Dextrose 15 Answered by Misha Sawyer 1 year ago.
Exactly 100lbs of dextrose were discharged in a small stream saturated with oxygen from the air at 25 celsius.?
How many liters of this water could be contaminated to the extent of removing all the dissolved oxygen by biodegradation?

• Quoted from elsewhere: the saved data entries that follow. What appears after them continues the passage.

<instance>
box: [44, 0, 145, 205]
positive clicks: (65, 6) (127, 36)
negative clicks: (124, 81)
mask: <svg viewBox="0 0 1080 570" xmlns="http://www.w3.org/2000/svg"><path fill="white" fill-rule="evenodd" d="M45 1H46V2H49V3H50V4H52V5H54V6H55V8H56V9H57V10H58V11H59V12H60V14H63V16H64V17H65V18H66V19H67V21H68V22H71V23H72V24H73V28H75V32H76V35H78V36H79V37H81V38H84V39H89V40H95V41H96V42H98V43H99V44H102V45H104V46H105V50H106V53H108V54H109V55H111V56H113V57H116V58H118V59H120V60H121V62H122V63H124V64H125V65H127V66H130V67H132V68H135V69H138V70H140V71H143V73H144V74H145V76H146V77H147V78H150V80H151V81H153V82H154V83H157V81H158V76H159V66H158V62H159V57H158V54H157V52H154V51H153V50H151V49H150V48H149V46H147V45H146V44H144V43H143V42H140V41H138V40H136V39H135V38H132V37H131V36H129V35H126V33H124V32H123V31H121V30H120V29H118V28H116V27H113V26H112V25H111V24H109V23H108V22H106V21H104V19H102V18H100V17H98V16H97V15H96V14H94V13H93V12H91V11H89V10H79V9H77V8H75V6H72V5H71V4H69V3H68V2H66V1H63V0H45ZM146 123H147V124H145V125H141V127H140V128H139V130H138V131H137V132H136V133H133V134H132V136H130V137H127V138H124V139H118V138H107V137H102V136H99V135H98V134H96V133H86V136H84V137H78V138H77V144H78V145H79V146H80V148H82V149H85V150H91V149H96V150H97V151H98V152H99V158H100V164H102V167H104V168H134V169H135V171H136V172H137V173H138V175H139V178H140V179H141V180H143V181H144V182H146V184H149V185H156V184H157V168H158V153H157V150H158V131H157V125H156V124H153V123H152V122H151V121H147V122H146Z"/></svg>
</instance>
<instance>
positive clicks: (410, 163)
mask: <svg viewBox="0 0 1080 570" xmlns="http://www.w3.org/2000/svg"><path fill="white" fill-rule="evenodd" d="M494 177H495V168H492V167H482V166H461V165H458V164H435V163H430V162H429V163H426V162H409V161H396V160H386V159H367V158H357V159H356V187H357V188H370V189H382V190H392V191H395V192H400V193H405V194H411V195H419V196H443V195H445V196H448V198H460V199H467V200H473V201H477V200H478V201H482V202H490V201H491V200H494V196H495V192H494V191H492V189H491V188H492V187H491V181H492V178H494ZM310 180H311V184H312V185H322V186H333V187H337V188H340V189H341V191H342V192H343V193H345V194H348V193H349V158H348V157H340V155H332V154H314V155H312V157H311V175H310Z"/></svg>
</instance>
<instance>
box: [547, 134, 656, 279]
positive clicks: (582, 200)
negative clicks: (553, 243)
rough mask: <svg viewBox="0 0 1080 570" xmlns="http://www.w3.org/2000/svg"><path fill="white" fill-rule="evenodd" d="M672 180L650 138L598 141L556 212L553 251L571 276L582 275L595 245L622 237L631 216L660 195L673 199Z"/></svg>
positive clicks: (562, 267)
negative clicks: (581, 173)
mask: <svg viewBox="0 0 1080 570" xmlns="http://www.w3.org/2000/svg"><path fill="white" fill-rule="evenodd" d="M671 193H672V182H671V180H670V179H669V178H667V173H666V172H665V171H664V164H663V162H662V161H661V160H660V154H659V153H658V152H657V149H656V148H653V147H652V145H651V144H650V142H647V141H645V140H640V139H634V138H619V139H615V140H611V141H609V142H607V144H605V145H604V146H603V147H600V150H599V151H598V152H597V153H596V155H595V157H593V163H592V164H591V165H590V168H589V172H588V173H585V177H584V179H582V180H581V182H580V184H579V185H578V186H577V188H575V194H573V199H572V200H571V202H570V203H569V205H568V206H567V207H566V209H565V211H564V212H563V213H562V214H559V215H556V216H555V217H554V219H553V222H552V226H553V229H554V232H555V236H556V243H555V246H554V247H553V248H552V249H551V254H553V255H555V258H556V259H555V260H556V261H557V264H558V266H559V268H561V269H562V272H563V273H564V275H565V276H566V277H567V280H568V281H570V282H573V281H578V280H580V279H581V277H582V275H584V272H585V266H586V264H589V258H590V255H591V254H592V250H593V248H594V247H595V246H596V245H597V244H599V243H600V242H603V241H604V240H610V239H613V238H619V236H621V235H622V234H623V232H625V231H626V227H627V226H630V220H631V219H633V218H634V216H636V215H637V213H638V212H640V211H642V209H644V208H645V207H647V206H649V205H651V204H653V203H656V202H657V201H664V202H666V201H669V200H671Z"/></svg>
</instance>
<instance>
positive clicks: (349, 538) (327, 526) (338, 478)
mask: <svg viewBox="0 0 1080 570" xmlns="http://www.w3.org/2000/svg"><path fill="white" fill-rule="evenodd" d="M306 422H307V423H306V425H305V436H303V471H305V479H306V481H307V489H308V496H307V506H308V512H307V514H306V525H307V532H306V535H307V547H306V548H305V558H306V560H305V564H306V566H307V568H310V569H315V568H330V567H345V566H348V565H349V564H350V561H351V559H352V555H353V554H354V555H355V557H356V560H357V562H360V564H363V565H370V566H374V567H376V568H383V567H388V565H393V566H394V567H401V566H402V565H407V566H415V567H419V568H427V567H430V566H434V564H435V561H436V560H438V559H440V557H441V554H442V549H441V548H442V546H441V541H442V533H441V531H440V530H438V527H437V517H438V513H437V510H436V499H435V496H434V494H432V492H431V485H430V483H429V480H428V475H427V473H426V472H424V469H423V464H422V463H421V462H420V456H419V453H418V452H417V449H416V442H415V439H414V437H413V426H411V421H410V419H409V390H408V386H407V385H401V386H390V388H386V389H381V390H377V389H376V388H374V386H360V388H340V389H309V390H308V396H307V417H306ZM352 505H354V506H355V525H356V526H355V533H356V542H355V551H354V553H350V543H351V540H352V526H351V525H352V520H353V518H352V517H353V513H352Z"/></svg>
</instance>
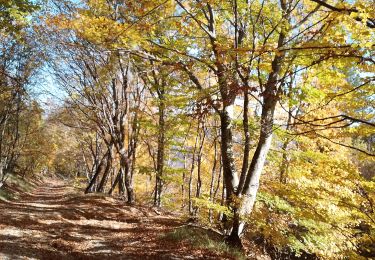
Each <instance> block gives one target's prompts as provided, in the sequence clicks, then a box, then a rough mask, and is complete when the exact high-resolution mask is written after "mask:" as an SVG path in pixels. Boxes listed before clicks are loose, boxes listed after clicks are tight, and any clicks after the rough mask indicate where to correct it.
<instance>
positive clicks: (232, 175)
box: [220, 105, 239, 203]
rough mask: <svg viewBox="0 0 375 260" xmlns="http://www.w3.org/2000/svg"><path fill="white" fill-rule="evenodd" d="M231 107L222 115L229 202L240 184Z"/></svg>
mask: <svg viewBox="0 0 375 260" xmlns="http://www.w3.org/2000/svg"><path fill="white" fill-rule="evenodd" d="M231 106H233V105H231ZM231 106H226V107H224V109H223V111H222V112H221V113H220V120H221V126H220V128H221V158H222V165H223V177H224V181H225V187H226V193H227V194H226V198H227V199H228V200H230V198H231V196H232V195H233V194H235V191H236V189H237V186H238V183H239V180H238V176H237V173H236V169H235V165H234V156H233V135H232V124H231V120H232V119H231V116H230V112H229V110H230V109H232V108H231ZM228 203H230V201H228Z"/></svg>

Asked by Raymundo Jelden 1 year ago.
Xiaoyu, First, we have to find the balanced equation: C6H12O6 + 6O2 ---> 6CO2 + 6H2O Now we need to find the moles of dextrose: 100 lb * (453.59 g/lb) / (180.156 g/mole) = 251.8 moles According to the balanced equation, this would absorb 6 times that number of moles of oxygen: Moles O2 = (6 moles O2/mole dextrose) * 251.8 moles dextrose = 1511 moles Gms O2 = 1511 moles * 32.00 g/mole = 4.834 x 10^4 grams Now, we need to know the solubility of oxygen in water at 25C; if they did not give this to you, you can find it on-line. The reference below gives it as 0.003931 gm oxygen / 100 gm water, or 0.03931 gm/L. Therefore, Volume of contaminated water = (4.834 x 10^4 g)/(3.931 x 10^-2 g/L) = 1.23 x 10^6 L. Hope that helped! Answered by Josefine Propst 1 year ago.